The City Varieties is not, as I mentioned earlier, a large venue. Today it seats about four hundred people in relatively spacious comfort. In its original incarnation the same space housed about two thousand complete with balconies where people stood four or five deep, leaning over the rows in front and craning their necks to see the small and sloping stage. The balconies, I learned today, were not even supported from below, just held up by rods fixed to the ceiling. This particular touch of structural genius wasn't even known to the owners until the refurbishments a few years ago. Needless to say the balconies are no longer used for the audience.
The tour guide, Grace, really knew her stuff and brought the history of the venue alive. Particularly entertaining were her accounts of some of the acts that had played there over the years. Charlie Chaplin performed there in the 1890s as part of the "Lancashire Clog Boys" for instance, before his journey into the west. Lillie Langtry was a regular artiste, a renowned Victorian beauty and performer. The then Prince of Wales was quite enamoured of her but of course it wasn't the done thing for someone of his standing to attend such a low class venue... so the staff of the theatre used to discreetly smuggle him into the place after the show had started, via unused corridors and into the box nearest the stage where the curtains were already drawn, so he could watch Lillie perform. Afterward he would be smuggled out again before the show as a whole finished and depart for the nearby Harewood Hall where he could lodge with his noble cousins and resume his princely duties. Later he awarded the City Varieties the right to display his royal crest though whether this was as a thanks for the good times he'd had there, or a bribe to keep quiet it's hard to say. If it was the latter, well, it didn't work.
|"Discretion if you please"|
During the first World War the City Varieties, like many music halls throughout the country, became the venue for a method of recruitment that was a masterpiece of psychological manipulation if not the most ethical method. Vesta Tilly a female artiste known for her male impersonation would lead an evening of rousing patriotic songs during which the bar kept the audience well plied with beer. When spirits were high she'd invite the young men on stage to join in the singing, all very uplifting and jingoistic and inspiring nationalistic pride and fervour, with the audience cheering and applauding and joining in.... and then the young men on stage would be handed documents to sign... and the next week they'd be in the army and on their way to the trenches. You have to applaud the thought that went into that sinister little performance if not the morality of it.
On a lighter note I learned of a creative use for peashooters. When music hall attendance started to flag during the 1920s and 1930s with the rise of cinema and radio the shows began to entice audiences in with nude displays. The laws at the time were quite strict and nudity was allowed only in an artistic context. After all, nude statues and paintings are art, right? So shows began to incorporate naked tableaux that were perfectly legal as long as the ladies on stage did not move. If they moved it became obscene and the theatre could be prosecuted. With a typically human approach to regulations and restrictions however the owners tried to find ways to push that boundary a little and managed to inject a little movement into the shows by introducing elements such as having one of the naked artistes sitting or standing on a wheeled trolley that could be moved across the stage, or having moments where the lights went out entirely and the performers would move to a new position before the lights came up again.
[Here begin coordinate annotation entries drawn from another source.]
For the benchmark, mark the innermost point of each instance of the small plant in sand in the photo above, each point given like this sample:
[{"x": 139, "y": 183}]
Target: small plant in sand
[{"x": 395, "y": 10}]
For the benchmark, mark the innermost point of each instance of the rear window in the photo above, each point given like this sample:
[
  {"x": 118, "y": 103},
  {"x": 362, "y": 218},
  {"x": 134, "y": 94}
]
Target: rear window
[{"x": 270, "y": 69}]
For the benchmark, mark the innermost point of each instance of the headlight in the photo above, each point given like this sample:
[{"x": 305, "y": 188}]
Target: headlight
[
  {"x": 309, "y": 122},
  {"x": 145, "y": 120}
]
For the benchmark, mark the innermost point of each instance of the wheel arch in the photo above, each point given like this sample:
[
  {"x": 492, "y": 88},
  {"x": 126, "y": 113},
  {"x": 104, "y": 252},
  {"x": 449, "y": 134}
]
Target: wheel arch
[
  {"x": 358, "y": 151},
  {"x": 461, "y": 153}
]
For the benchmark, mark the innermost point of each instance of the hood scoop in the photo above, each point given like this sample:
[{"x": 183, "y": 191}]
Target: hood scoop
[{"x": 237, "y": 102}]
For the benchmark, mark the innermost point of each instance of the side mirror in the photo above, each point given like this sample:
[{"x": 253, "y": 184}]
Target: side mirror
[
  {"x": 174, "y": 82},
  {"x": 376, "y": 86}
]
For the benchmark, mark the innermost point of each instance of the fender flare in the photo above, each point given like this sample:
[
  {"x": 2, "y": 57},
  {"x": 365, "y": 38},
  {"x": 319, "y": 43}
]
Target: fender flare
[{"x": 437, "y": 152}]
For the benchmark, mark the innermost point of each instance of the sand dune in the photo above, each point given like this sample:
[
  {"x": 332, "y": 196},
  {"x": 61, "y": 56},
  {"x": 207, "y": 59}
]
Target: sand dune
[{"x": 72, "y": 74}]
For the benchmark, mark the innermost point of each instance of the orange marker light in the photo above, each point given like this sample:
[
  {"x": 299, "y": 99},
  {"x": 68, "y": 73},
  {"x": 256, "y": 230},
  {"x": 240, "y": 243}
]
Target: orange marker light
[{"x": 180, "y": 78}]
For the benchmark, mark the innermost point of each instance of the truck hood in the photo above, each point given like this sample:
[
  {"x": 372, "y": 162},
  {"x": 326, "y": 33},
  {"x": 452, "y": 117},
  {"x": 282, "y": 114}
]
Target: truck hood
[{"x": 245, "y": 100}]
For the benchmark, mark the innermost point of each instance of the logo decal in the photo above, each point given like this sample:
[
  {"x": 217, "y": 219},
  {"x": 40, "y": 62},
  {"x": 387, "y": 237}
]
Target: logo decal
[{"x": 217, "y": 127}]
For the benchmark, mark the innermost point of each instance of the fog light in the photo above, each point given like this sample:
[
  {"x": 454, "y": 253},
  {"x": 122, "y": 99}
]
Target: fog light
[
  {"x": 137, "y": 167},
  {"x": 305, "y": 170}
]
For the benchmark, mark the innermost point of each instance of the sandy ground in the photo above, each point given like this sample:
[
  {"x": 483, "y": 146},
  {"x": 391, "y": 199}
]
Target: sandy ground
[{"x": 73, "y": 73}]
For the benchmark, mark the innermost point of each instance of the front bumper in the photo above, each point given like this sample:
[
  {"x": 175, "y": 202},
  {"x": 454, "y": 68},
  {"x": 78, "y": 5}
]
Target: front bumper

It must have been like a very slow X Rated stop motion animation. We were told that one visitor to the theatre had confessed to the tour guide that he and his friends attended these shows when he was a young man and they used to use pea-shooters to fire at the naked ladies on stage to try to get them to move, or that they would try to get a spot by the stage and all blow in unison in the hope of moving some of the feathery fans that obscured some of the more... artistic... parts of the display. How successful the attempts were we were not informed, but I imagine it helped them pass a happy hour.
The theatre has been open continuously since the 1850s, staying open through both world wars and in fact only closed for refurbishment for the first time in 2009, reopening in 2011. The refurbishment removed the grime and dillapidation of a century and a half of constant use and it's now redecorated in the same style that it was in its heyday of 1900 or so - clean and airy with tasteful floral decorations on the roof and gold leaf highlights here and there. It's still a cosy little theatre, not grand but welcoming, and full of character and history, and true to its roots it hosts shows that you would not often find in grander places - comedians and circus shows, pantomimes and experimental theatre. It's a great little place and if you find yourself in the neighbourhood it's well worth a visit.